DeDe fouilla dans son sac et en sortit le foulard incriminé. Frannie l’examina à bout de bras, tout en sirotant son Mai Tai.
— Tu l’as trouvé dans sa voiture ?
DeDe fit signe que oui.
— Lundi, il est allé au bureau à pied. J’ai pris la Porsche avec Binky pour aller chez M. Lee, et c’est là que je l’ai trouvé. J’ai essayé de faire croire que rien…
Sa voix se brisa. Elle fondit en larmes.
— Maman… cette fois-ci, j’en suis certaine !
— Et tu es sûre que ça lui appartient ?
— Je l’ai vue le porter.
— Il se peut qu’il l’ait simplement raccompagnée à la maison. Et puis… tu ne crois pas que ton père aurait remarqué quelque chose, si elle…
— Maman ! Je le sais !
Frannie commença à renifler.
— La soirée allait être si réussie.
DeDe se rendit au déjeuner de Prue Giroux, dans son hôtel particulier sur Nob Hill.
Vu les circonstances, elle aurait pu annuler, mais ceci n’était pas n’importe quel déjeuner.
C’était le Forum, un rassemblement raffiné de matrones soucieuses, qui se réunissaient tous les mois pour discuter de sujets à Grande Portée Sociale.
Au menu des mois précédents : l’alcoolisme, le lesbianisme et les difficultés des récolteuses de raisin. Aujourd’hui, les dames allaient discuter du viol.
Le cuisinier de Prue avait confectionné une quiche au crabe tout à fait divine.
DeDe était nerveuse. Ceci était son premier déjeuner au Forum, et elle n’était pas certaine du protocole. Elle s’assit à côté de Binky Gruen, afin de se laisser guider.
— Ne quitte pas Prue des yeux, chuchota Binky. Quand elle sonne cette clochette en argent, ça signifie qu’elle en a assez entendu et que tu es censée t’arrêter de parler.
— Mais qu’est-ce que je suis censée dire ?
Binky lui tapota la main.
— Prue te l’indiquera.
DRING !… DRING !…
Les dames déposèrent leurs fourchettes et se penchèrent en avant : une douzaine de visages concentrés suspendus au-dessus des asperges.
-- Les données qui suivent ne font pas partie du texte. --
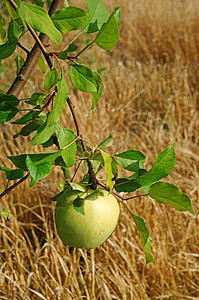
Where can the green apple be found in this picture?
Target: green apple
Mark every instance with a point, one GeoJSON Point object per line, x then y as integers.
{"type": "Point", "coordinates": [86, 221]}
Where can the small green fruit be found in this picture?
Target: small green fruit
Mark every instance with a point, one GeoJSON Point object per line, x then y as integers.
{"type": "Point", "coordinates": [84, 221]}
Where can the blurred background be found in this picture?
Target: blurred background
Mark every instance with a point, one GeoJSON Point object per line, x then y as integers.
{"type": "Point", "coordinates": [150, 100]}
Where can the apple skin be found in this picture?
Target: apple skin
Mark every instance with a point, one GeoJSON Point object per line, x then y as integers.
{"type": "Point", "coordinates": [91, 229]}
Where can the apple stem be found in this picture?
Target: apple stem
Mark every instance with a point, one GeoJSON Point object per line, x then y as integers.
{"type": "Point", "coordinates": [92, 251]}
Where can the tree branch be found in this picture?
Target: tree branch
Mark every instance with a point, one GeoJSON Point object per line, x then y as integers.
{"type": "Point", "coordinates": [33, 56]}
{"type": "Point", "coordinates": [24, 74]}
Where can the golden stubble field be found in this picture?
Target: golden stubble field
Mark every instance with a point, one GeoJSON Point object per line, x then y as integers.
{"type": "Point", "coordinates": [150, 100]}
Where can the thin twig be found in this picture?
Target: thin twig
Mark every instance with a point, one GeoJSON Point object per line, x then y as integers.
{"type": "Point", "coordinates": [14, 185]}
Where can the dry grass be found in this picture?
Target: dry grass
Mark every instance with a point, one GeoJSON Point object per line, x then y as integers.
{"type": "Point", "coordinates": [150, 100]}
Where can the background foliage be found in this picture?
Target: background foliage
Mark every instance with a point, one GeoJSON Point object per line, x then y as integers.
{"type": "Point", "coordinates": [156, 105]}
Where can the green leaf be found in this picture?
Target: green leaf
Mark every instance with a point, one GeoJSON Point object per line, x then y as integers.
{"type": "Point", "coordinates": [78, 205]}
{"type": "Point", "coordinates": [82, 78]}
{"type": "Point", "coordinates": [13, 31]}
{"type": "Point", "coordinates": [2, 29]}
{"type": "Point", "coordinates": [30, 127]}
{"type": "Point", "coordinates": [145, 237]}
{"type": "Point", "coordinates": [78, 187]}
{"type": "Point", "coordinates": [11, 10]}
{"type": "Point", "coordinates": [48, 128]}
{"type": "Point", "coordinates": [19, 62]}
{"type": "Point", "coordinates": [69, 18]}
{"type": "Point", "coordinates": [131, 160]}
{"type": "Point", "coordinates": [51, 79]}
{"type": "Point", "coordinates": [117, 15]}
{"type": "Point", "coordinates": [107, 142]}
{"type": "Point", "coordinates": [39, 171]}
{"type": "Point", "coordinates": [100, 86]}
{"type": "Point", "coordinates": [27, 117]}
{"type": "Point", "coordinates": [37, 99]}
{"type": "Point", "coordinates": [43, 133]}
{"type": "Point", "coordinates": [41, 64]}
{"type": "Point", "coordinates": [108, 35]}
{"type": "Point", "coordinates": [4, 214]}
{"type": "Point", "coordinates": [56, 197]}
{"type": "Point", "coordinates": [164, 164]}
{"type": "Point", "coordinates": [7, 112]}
{"type": "Point", "coordinates": [72, 48]}
{"type": "Point", "coordinates": [7, 49]}
{"type": "Point", "coordinates": [126, 185]}
{"type": "Point", "coordinates": [12, 174]}
{"type": "Point", "coordinates": [37, 158]}
{"type": "Point", "coordinates": [65, 137]}
{"type": "Point", "coordinates": [108, 168]}
{"type": "Point", "coordinates": [98, 15]}
{"type": "Point", "coordinates": [39, 19]}
{"type": "Point", "coordinates": [59, 102]}
{"type": "Point", "coordinates": [8, 107]}
{"type": "Point", "coordinates": [164, 192]}
{"type": "Point", "coordinates": [11, 99]}
{"type": "Point", "coordinates": [64, 54]}
{"type": "Point", "coordinates": [49, 143]}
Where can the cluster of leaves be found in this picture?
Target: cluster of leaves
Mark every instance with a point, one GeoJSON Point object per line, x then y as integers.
{"type": "Point", "coordinates": [45, 126]}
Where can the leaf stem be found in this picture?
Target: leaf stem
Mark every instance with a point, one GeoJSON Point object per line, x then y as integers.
{"type": "Point", "coordinates": [14, 185]}
{"type": "Point", "coordinates": [93, 179]}
{"type": "Point", "coordinates": [118, 195]}
{"type": "Point", "coordinates": [84, 49]}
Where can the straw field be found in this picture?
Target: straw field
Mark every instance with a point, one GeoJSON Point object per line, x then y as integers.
{"type": "Point", "coordinates": [150, 100]}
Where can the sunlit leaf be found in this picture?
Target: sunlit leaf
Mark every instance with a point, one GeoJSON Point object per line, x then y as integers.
{"type": "Point", "coordinates": [12, 174]}
{"type": "Point", "coordinates": [82, 78]}
{"type": "Point", "coordinates": [107, 142]}
{"type": "Point", "coordinates": [99, 86]}
{"type": "Point", "coordinates": [39, 171]}
{"type": "Point", "coordinates": [39, 19]}
{"type": "Point", "coordinates": [65, 137]}
{"type": "Point", "coordinates": [164, 192]}
{"type": "Point", "coordinates": [51, 79]}
{"type": "Point", "coordinates": [98, 15]}
{"type": "Point", "coordinates": [131, 160]}
{"type": "Point", "coordinates": [37, 158]}
{"type": "Point", "coordinates": [108, 35]}
{"type": "Point", "coordinates": [108, 168]}
{"type": "Point", "coordinates": [163, 165]}
{"type": "Point", "coordinates": [69, 18]}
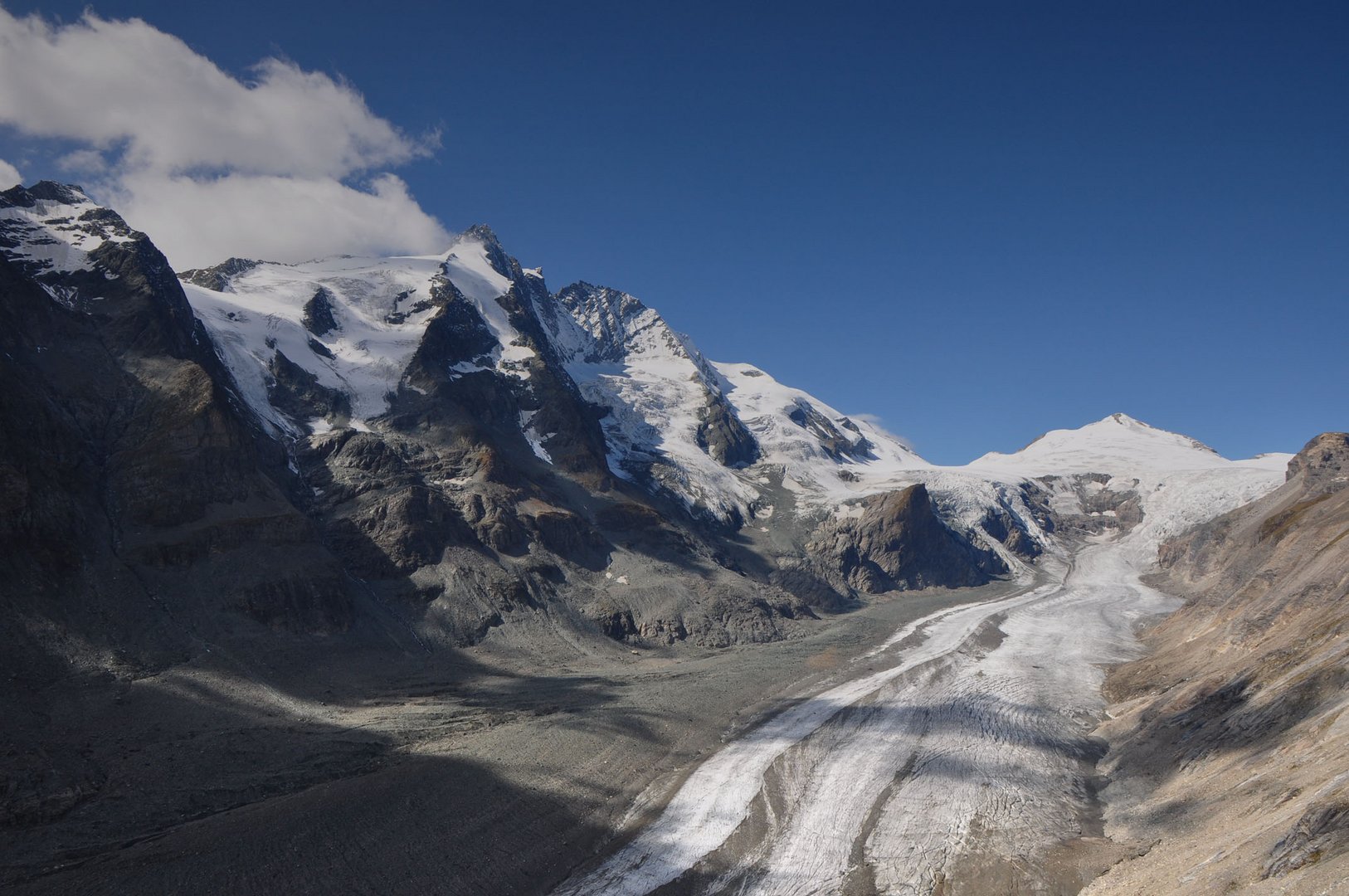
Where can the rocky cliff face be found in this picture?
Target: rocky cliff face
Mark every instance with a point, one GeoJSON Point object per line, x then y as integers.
{"type": "Point", "coordinates": [435, 441]}
{"type": "Point", "coordinates": [1230, 741]}
{"type": "Point", "coordinates": [138, 493]}
{"type": "Point", "coordinates": [896, 543]}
— Bonjour, lança Prue, radieuse, en scrutant ses invités. Je suis ravie que vous ayez pu vous déplacer aujourd’hui pour partager vos expériences personnelles sur un sujet très grave.
Ses traits s’affaissèrent brusquement, comme un soufflé raté.
— Aujourd’hui notre invité spécial est Velma Eau-qui-coule, une Indienne qui a réussi à repousser un viol collectif par seize Hell’s Angels à Petaluma.
Binky étouffa un sifflement admiratif.
— C’est bien meilleur que la fois où elle a ramené une lesbienne macho !
— Passe-moi les petits gâteaux, murmura DeDe.
— Mais avant d’écouter le récit extraordinaire de Mlle Eau-qui-coule, je voudrais tenter une petite expérience avec vous toutes, réunies ici au Forum…
— C’est parti, fit Binky, donnant un petit coup de coude à DeDe sous la nappe. Et ça vaut toujours la peine.
— Aujourd’hui, déclara Prue, marquant une pause pour entretenir le suspense, nous allons confesser nos viols.
Binky pinça DeDe.
— Tu te rends compte ?
DeDe rongeait nerveusement son petit gâteau. Des auréoles sombres avaient déjà fait leur apparition sous les aisselles de son chemisier Geoffrey Beane. Elle détestait prendre la parole en public. Même à l’école du Sacré-Cœur, ça l’avait terrifiée.
— Je sais que ce ne sera pas facile, continua Prue, mais je voudrais que chacune d’entre vous partage une expérience. Une épreuve que vous avez probablement tenté d’effacer de votre mémoire… Un moment où votre… personne… a été violée sans que vous y soyez pour quelque chose. Le temps est venu de s’épancher, de partager avec vos sœurs.
— Shugie Sussman n’est pas ma sœur, marmonna Binky. Elle a gerbé dans mon Alfa après la soirée Cotillion.
— Chut, siffla DeDe.
Elle comptait les secondes jusqu’à l’instant de vérité. Mais qu’allait-elle bien pouvoir raconter ? Elle n’avait jamais été violée, pour l’amour du ciel ! Elle n’avait même pas été agressée.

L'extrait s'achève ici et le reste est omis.